Une minute plus tard, Marius poursuivait la dame. Elle grimpa la rue sur trois cent mètres. Devant la porte d'un immeuble assez chique, elle s'arrêta et fouilla dans son sac.
Marius intervint à cet instant.
- Bonjour Madame ! Moi c'est Marius ! Vous m'avez aperçu tout à l'heure dans le bar, n'est-ce pas ?
La dame, en apercevant cette immense structure lui tomber dessus, prit un peu peur.
- Oui ! Mais excusez–moi, je ne vous connais pas !
- Maintenant si !
Il lui offrit son plus beau sourire …
Certes la femme en avait vu d'autres, mais sa gêne la surpris. Elle désirait le voir partir.
- Et vous désirez ?
- Ben ! Invitez-moi boire un verre chez vous ! Pour moi ce n'est pas de refus !
La dame avait peur, mais son tempérament d'ancienne voleuse de sentiments surpassait tout le reste.
- Ben ! Je ne sais pas quoi vous répondre.
- Ben dites oui !
La femme rougit. Elle avait ses clefs en main. Doucement, elle ouvrit la porte …
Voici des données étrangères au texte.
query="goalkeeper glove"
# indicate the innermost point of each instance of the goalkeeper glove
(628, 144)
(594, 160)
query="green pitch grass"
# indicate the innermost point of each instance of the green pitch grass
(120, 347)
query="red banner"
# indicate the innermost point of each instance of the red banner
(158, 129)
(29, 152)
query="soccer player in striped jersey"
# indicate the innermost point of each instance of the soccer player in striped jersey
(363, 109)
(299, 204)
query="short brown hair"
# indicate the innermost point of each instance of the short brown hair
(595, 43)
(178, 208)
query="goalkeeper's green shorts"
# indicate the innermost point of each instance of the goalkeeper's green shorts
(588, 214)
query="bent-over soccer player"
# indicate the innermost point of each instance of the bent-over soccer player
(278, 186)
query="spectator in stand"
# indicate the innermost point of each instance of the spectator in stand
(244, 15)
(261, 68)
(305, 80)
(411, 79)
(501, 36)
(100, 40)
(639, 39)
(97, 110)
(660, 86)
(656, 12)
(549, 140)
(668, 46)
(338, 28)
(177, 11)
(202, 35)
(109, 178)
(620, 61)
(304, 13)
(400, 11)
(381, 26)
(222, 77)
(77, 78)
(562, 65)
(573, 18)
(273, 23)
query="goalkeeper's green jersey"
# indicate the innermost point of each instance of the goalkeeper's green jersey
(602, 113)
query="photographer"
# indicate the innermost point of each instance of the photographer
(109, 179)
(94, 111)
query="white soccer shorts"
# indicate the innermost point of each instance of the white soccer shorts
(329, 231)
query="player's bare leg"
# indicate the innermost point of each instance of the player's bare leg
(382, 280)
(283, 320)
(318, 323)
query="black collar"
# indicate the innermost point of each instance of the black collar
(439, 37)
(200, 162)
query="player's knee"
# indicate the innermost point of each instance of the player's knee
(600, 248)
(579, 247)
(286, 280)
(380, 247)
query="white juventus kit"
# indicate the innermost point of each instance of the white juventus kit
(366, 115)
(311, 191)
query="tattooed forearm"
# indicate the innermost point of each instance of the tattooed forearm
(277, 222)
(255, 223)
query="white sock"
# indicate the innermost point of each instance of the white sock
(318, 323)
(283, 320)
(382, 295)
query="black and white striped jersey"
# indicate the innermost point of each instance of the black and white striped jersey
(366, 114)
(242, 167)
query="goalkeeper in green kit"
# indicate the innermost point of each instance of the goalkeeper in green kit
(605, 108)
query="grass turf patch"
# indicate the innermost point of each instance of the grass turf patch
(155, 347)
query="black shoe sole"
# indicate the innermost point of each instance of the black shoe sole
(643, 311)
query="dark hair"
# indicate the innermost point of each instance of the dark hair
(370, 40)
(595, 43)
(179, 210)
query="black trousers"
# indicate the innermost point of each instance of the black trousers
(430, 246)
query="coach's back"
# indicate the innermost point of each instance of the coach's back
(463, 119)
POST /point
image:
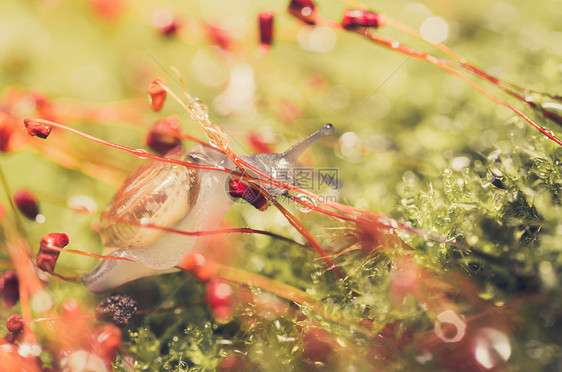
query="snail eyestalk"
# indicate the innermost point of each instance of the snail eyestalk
(292, 154)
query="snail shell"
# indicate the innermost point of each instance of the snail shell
(178, 197)
(167, 195)
(155, 191)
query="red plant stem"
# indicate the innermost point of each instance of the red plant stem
(138, 153)
(464, 64)
(442, 65)
(241, 230)
(91, 254)
(306, 234)
(217, 136)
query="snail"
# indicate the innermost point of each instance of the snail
(178, 197)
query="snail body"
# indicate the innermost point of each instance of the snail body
(178, 197)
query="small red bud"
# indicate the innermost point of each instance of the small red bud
(5, 136)
(157, 94)
(240, 189)
(305, 10)
(164, 135)
(26, 203)
(15, 323)
(355, 18)
(35, 127)
(47, 256)
(9, 288)
(265, 21)
(220, 299)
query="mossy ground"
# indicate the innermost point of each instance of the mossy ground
(412, 142)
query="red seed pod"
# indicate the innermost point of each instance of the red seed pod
(6, 133)
(355, 18)
(15, 323)
(9, 289)
(105, 341)
(220, 299)
(240, 189)
(305, 10)
(47, 256)
(36, 128)
(118, 308)
(156, 94)
(265, 21)
(26, 203)
(164, 135)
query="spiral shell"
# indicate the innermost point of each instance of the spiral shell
(156, 192)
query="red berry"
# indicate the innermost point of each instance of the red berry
(5, 136)
(15, 323)
(47, 256)
(105, 341)
(220, 298)
(26, 203)
(265, 20)
(37, 128)
(157, 94)
(305, 10)
(355, 18)
(9, 288)
(240, 189)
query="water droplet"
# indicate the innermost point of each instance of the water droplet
(449, 327)
(200, 110)
(492, 347)
(305, 199)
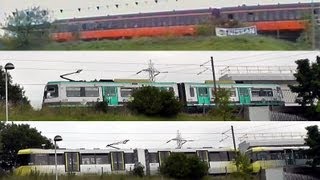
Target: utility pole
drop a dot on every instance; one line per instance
(153, 72)
(233, 139)
(313, 40)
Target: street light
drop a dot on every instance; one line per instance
(8, 66)
(56, 138)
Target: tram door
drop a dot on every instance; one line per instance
(244, 96)
(203, 96)
(289, 157)
(163, 155)
(72, 163)
(117, 161)
(110, 95)
(204, 157)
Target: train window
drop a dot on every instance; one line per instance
(91, 91)
(163, 155)
(24, 159)
(125, 92)
(230, 16)
(72, 162)
(153, 157)
(129, 158)
(51, 91)
(60, 159)
(88, 159)
(73, 91)
(203, 155)
(40, 159)
(191, 92)
(218, 156)
(203, 91)
(102, 159)
(117, 161)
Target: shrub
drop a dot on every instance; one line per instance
(179, 166)
(153, 101)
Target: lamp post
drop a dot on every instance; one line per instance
(56, 138)
(8, 66)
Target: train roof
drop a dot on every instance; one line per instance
(136, 15)
(60, 151)
(261, 149)
(297, 5)
(109, 82)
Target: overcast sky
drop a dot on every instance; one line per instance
(35, 68)
(155, 134)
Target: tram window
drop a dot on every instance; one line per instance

Sa puissance surpassait tout le reste. Marius l'invita ensuite à entrer. La femme ne disait rien. Elle le laissa faire. Elle devint même toute timide.
Dans l'ascenseur : le silence.
Au troisième ils en sortirent. La femme l'invita ensuite à pénétrer dans son appartement. Un salon de style très chic. Un beau parquet, une grande télévision, une grande armoire remplie de livres et une cuisine américaine.
- C'est très chic !
Marius refermait la porte. La femme enlevait son manteau.
- Oui merci !
Elle déposa ensuite son manteau. Marius observait la chambre.
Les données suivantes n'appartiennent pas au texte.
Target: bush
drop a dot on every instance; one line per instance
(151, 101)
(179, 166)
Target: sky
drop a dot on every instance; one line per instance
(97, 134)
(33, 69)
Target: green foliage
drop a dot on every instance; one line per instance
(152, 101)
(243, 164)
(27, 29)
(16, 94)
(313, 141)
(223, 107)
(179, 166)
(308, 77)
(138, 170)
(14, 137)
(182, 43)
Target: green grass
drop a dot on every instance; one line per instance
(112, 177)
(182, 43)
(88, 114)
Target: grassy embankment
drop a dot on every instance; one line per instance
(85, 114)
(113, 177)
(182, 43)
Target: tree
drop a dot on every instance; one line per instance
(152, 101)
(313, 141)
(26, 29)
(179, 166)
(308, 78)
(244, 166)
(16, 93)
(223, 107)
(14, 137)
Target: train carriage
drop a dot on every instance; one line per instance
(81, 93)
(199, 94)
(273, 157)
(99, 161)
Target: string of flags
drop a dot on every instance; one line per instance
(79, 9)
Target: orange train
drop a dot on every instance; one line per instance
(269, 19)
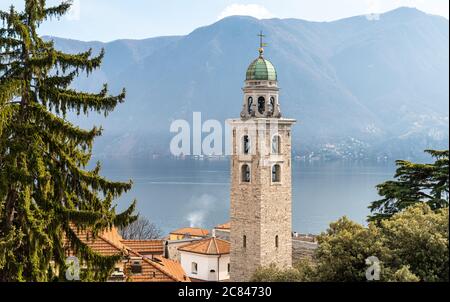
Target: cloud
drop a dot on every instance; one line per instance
(74, 13)
(200, 208)
(253, 10)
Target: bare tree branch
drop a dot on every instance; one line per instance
(141, 229)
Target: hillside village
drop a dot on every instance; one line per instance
(185, 255)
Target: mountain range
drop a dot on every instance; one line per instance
(359, 87)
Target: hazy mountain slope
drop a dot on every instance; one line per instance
(357, 86)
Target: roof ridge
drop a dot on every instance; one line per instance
(162, 268)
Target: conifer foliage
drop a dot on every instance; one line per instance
(46, 191)
(414, 183)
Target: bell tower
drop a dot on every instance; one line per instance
(261, 198)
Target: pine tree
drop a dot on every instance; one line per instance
(46, 191)
(428, 183)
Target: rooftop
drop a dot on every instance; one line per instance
(191, 231)
(209, 246)
(225, 226)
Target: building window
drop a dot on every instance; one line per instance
(272, 105)
(276, 172)
(245, 170)
(261, 105)
(250, 104)
(246, 144)
(276, 144)
(194, 267)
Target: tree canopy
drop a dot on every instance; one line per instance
(410, 246)
(428, 183)
(46, 190)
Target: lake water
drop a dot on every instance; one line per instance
(175, 194)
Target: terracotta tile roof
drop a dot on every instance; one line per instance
(191, 231)
(110, 243)
(225, 226)
(145, 246)
(102, 244)
(210, 246)
(159, 269)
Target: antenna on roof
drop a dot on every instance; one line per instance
(261, 43)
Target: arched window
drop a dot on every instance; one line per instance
(272, 105)
(245, 173)
(276, 144)
(250, 104)
(246, 144)
(261, 105)
(276, 172)
(194, 267)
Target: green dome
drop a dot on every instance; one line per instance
(261, 69)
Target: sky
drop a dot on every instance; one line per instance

- Ben ! Installez-vous seulement ! Qu'est ce que vous désirez boire ?
Marius se retournait vers elle. Un gros sourire, toujours aimable.
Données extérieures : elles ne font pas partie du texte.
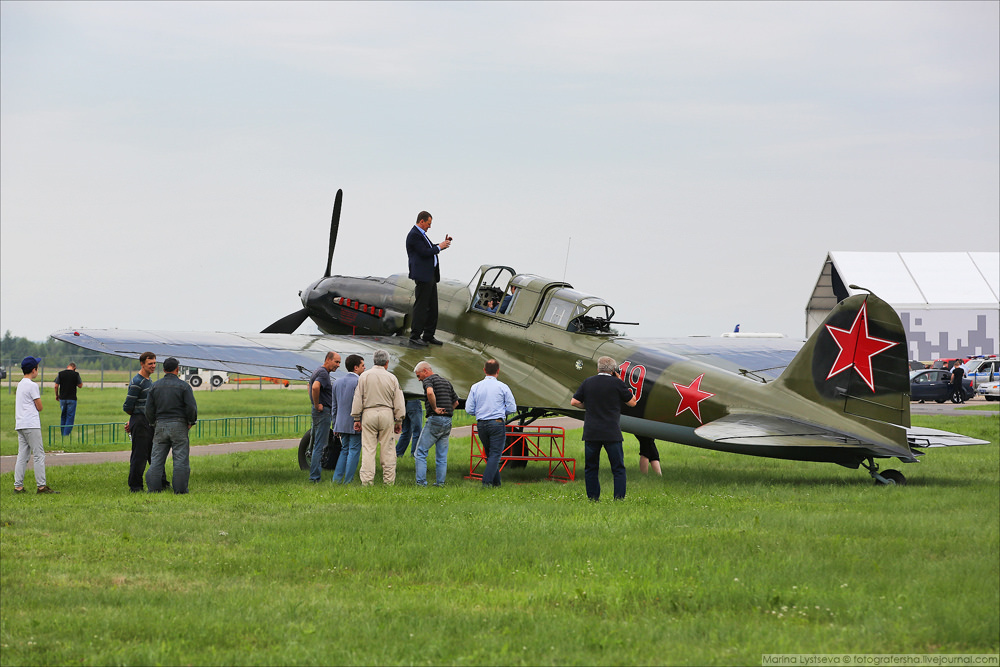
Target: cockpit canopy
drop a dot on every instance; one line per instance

- Ben champagne pourquoi pas !
Au devant de sa réponse, la dame resta émue durant quelques secondes. La surprise ! La surprise de taille. Que répondre ? Dire oui, dire non ? Se laisser aller. L'embarras se lisait sur son visage. Le visage d'une femme noble, peut-être prétentieuse.
Sa réponse …
- Si vous le désirez !
Malgré son embarras, elle le regarda dans les yeux durant quelques secondes, et reprit …
- Bien ! Attendez-moi là alors ! Je vais aller voir si j'en ai.
Elle le laissa …
La femme quitta la pièce et Marius s'installa sur le grand fauteuil. Devant la télévision, il empoigna la télécommande et commença à zapper. Les chaînes défilèrent. La prétention de la baiser. Un arrêt sur Paris Première. Un reportage sur les gens qui nettoient la tour Eiffel. Plus tard, encore une attente …
Durant les premières trente secondes, il se concentra sur la télévision, après il se remit à réfléchir. Sa tracasserie revint. L'amertume. La femme allait bientôt revenir, mais une autre histoire travaillait son esprit, démangeait sa raison. Celle d'Olivier, en prison, peut-être celle de Daniel, à Saint-Tropez. Une raison en puissance, plus forte que tout le reste et plus forte que son existence.
Sa réflexion l'emmena à ne pas changer de chaîne, et à savoir s’il regardait vraiment la télévision, personne ne pouvait l'affirmer. Sa vision le pourchassait. Une irrésistible incompréhension. Peut-être de lui-même.
- J'ai réussi à dénicher une bouteille !
La femme le réveilla. Elle tenait une bouteille et deux verres en main. Elle souriait et Marius se retourna péniblement vers elle.
- Ben non !
La femme devint émue …
- Pourquoi non ?
Marius ne souriait plus …
- Ben non, ça ne peut pas aller !
La femme se sentit subitement gênée.
- Et pourquoi ?
Marius se levait déjà. Elle attendait …
- Bien, parce qu'il y a Godet !
La femme ne comprenait pas …
- Comment ça Godet ?
Marius était debout et la regardait piètrement.
- Ben oui Godet, j'étais avec lui tout à l'heure !

**

L’après-midi Fasi n’avait pas le moral, mais décidait néanmoins de sortir afin de se promener un peu. Il sortait, marchait jusqu’au bois de Boulogne. La grisaille. La pluie commençait à tomber. Le froid enveloppait son corps. Il pensa en premier lieu à Claire. Il pensa aussi à Berger. Eléonore prenait la troisième position.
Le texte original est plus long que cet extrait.